Monday, July 10, 2017

`Books Which He Would Regret Never'

I have just read the biography of a man whose name I had never heard before – Everette Lee DeGolyer (1886-1956), “the founder of applied geophysics in the petroleum industry.” The book is Lon Tinkle’s Mr. De: A Biography of Everette Lee DeGolyer (Little, Brown and Co., 1970). He was, in short, that much-parodied and misunderstood species, a Texas oilman. Tinkle clearly admires his subject and reveals him as an enormously contradictory and cultured American hero. In a late chapter, “A Writing Man,” Tinkle reports that DeGolyer wrote book reviews and stories for the Dallas Morning News and the Dallas Times Herald. The book editor of the Times Herald asked him to compile “a list, with commentary, of the ten best books he had ever read.” Tinkle goes on: “DeGolyer demurred at such a conventional column and offered instead to discuss a short list of great, though little known, books which he would regret never having encountered.” One admires DeGolyer for rebuffing the editorial banality. Here is Tinkle’s rundown of DeGolyer’s picks, only two of which I have read:

“Inevitably, the list of ten books that `he would hate to have missed’ opens with what was possibly his favorite work, Andrew D. White’s A History of the Warfare of Science with Theology in Christendom.
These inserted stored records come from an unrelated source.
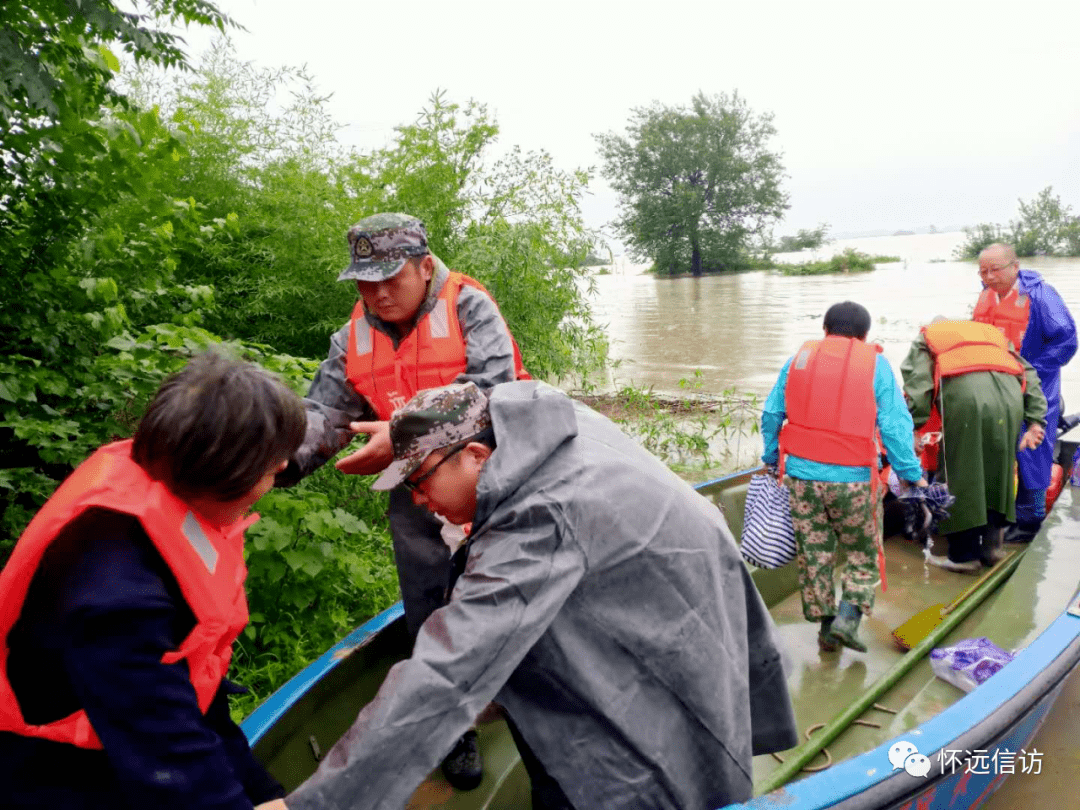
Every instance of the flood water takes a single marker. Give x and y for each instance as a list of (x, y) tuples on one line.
[(738, 331)]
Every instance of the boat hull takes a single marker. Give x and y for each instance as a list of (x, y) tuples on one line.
[(296, 726)]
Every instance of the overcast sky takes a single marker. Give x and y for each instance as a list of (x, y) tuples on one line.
[(889, 116)]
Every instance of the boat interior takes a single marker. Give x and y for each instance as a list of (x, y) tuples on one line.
[(822, 685)]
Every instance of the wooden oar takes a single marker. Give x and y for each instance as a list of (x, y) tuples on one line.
[(922, 623)]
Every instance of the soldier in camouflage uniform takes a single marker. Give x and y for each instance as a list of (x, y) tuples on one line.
[(417, 325), (836, 512), (602, 604)]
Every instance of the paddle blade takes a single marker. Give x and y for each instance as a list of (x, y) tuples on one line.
[(918, 626)]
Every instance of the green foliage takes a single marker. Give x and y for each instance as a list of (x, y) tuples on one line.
[(696, 184), (1045, 227), (320, 563), (260, 153), (849, 261), (213, 211), (691, 433), (804, 240)]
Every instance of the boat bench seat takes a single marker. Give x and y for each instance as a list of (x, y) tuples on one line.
[(732, 502)]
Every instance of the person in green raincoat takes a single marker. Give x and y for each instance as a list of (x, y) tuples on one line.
[(985, 391)]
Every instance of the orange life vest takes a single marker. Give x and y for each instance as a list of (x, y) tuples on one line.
[(206, 561), (432, 354), (961, 347), (832, 412), (1009, 313)]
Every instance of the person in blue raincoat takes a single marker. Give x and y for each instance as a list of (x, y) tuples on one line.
[(603, 604), (1033, 315)]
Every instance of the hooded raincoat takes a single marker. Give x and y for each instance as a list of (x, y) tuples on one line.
[(605, 606)]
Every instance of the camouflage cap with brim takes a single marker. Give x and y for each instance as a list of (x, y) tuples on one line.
[(381, 244), (433, 419)]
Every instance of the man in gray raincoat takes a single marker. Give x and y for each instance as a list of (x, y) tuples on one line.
[(604, 605)]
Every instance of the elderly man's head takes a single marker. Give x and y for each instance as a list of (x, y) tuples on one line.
[(442, 437), (998, 267)]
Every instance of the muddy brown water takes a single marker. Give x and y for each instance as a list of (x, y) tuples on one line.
[(738, 331)]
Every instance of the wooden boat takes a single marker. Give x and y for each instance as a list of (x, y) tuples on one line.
[(859, 705)]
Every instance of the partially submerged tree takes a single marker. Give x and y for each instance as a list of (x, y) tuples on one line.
[(696, 183)]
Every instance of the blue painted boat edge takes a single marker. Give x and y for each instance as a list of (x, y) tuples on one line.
[(269, 712), (861, 773)]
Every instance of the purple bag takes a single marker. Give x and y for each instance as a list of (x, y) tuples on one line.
[(969, 662)]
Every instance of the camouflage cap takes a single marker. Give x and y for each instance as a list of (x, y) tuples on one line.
[(381, 244), (433, 419)]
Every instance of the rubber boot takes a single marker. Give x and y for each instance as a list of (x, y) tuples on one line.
[(993, 551), (825, 642), (971, 566), (846, 626), (462, 767), (1022, 532)]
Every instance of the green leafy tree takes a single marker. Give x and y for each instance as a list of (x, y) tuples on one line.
[(1040, 228), (805, 240), (696, 183), (1045, 227)]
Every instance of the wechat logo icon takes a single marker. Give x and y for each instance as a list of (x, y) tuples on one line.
[(905, 755)]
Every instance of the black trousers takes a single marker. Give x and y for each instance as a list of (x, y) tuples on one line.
[(547, 794), (966, 545)]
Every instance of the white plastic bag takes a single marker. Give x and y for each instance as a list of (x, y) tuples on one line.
[(968, 663), (768, 540)]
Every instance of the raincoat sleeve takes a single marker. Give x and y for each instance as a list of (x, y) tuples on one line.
[(895, 423), (1035, 402), (489, 353), (515, 582), (331, 404), (772, 417), (1055, 332), (918, 374)]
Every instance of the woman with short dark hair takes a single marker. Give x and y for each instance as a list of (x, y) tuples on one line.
[(122, 599)]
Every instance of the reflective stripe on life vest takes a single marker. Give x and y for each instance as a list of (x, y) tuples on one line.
[(206, 561)]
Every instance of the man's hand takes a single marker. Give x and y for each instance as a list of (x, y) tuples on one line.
[(1033, 437), (375, 456)]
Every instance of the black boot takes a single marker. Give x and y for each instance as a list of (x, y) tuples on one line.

The list continues: 2) Apsley Cherry-Garrard, The Worst Journey in the World—Antarctic, 1910-1913; 3) René Vallery-Radot, The Life of Pasteur; 4) Edward Stucken, The Great White Gods; 5) Elaine Sanceau, The Life of Prester John; 6) E.A. McIlhenny, The Alligator’s Life History; 7) John G. Neihardt, Black Elk Speaks; 8) George Webb Desant, The Story of Burnt Njals (from the Icelandic of the Njalas saga); 9) Eduardo Zamacois, Roots; 10) Honore Wilson Morrow, Beyond the Blue Sierra.”